Страхи Н.Х., повторим, шли еще дальше – он боялся не столько Н.Я., сколько своих заокеанских конкурентов —
Г.П. Струве и Б. А. Филиппова, которым Н.Я. могла бы «сбыть» его работу. И не суть важно, что первый – поэтический – том из вашингтонского собрания сочинений Мандельштама вышел в 1964-м, а второй – прозаический – в 1966 году! К американским коллегам, как, впрочем, и к советскому самиздату, Харджиев относился ничуть не лучше, чем КГБ, – пусть и на других основаниях, но не гнушаясь и политического соуса.
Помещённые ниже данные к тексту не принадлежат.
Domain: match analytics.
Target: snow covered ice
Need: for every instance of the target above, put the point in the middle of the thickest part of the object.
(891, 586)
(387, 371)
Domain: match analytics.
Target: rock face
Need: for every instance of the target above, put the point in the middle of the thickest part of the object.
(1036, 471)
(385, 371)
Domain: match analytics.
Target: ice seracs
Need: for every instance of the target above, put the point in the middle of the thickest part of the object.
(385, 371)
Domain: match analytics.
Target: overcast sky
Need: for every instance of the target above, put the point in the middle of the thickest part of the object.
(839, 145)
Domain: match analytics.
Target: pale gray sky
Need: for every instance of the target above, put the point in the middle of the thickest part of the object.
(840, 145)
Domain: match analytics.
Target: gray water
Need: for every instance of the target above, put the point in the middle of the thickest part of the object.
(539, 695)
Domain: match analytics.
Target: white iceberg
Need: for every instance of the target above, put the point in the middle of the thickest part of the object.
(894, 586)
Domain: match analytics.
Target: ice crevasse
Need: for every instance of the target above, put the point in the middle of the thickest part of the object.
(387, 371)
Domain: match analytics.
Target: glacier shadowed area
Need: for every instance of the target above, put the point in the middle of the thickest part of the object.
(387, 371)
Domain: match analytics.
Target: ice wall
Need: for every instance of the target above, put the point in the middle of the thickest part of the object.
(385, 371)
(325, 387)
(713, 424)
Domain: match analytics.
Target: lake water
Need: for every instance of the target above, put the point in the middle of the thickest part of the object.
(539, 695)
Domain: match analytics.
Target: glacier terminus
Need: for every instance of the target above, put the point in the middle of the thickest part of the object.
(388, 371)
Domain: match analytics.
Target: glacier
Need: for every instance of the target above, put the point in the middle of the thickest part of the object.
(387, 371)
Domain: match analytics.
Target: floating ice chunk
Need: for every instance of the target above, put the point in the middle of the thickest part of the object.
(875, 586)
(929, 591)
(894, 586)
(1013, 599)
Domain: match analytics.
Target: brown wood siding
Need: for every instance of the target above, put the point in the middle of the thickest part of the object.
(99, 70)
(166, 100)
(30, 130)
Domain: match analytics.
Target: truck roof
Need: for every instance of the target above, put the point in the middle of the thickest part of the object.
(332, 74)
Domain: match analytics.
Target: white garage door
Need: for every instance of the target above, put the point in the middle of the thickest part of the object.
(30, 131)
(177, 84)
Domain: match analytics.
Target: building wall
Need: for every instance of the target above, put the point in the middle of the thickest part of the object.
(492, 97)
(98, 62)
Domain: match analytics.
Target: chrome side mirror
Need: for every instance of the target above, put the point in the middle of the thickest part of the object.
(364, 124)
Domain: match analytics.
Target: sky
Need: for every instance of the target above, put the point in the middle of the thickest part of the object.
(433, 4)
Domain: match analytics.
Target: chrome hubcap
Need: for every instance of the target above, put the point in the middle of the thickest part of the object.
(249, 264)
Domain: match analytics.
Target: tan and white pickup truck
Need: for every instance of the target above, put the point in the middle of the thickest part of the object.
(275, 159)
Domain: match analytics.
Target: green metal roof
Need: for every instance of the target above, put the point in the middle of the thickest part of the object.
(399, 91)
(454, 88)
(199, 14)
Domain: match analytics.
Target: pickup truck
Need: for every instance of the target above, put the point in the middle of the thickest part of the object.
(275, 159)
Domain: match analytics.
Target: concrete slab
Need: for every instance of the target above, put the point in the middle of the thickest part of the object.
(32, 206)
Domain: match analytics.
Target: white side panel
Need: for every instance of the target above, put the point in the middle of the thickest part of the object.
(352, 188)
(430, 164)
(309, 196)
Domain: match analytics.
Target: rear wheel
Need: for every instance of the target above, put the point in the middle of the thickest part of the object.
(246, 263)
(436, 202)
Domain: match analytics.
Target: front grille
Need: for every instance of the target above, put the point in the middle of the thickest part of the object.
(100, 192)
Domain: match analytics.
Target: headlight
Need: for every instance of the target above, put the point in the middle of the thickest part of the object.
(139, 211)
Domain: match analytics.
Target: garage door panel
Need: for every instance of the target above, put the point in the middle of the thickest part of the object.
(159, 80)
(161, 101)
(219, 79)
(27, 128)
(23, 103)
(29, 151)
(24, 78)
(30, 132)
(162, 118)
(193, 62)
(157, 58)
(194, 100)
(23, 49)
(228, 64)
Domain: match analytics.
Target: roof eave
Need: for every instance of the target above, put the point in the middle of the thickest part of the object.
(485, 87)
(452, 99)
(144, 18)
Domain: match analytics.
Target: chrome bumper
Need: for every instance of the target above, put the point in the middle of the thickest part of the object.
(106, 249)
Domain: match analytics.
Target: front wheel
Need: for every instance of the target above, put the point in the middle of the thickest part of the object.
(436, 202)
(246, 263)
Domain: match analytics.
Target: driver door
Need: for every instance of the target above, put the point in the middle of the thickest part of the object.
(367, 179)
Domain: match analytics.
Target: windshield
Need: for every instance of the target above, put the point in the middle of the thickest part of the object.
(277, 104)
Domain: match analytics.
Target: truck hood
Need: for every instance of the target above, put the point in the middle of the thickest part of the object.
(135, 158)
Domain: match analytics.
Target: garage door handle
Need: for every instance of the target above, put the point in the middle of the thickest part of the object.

В 1969 году он, в частности, писал В.Н. Орлову:
Что же будет с Мандельштамом? С кем говорить? Что делать? Кому писать? Владимир Николаевич, посоветуйте что-нибудь. Когда вспомнишь похабно ощеренную харю «директора» русской литературы Лесючевского, то опускаются руки, а ноги перестают ходить. Неужели двенадцатилетняя дьяволиада закончится тем, что американские гангстеры анонимно перепечатают мой каторжный труд? Можно ли с этим примириться? Отсутствие издания создает Мандельштаму фальшивый ореол и размножает тех истерических «почитателей», которых не следует смешивать с настоящими читателями стихов>101.
С макетом, кстати сказать, у Н.Х. с Исакович конспирация не удалась. Н.Я. нашла возможность заполучить его на какое-то время, и только тогда и так она сумела составить себе представление о том, какую книгу подготовил их «черный» и «общий».
Одинадцатого апреля 1969 года Н.Я. писала Н.Е. Штемпель: «Мне сперли книгу Харджиева. Она мерзка»>102.
4
Вернемся в 1967 год. В апреле, когда истекли три месяца, отведенные на поиски фотографа, и ничего не произошло, – терпение Н.Я. лопнуло. Она поняла, что Н.Х. просто оттягивает время, и твердо решила отобрать у него архив.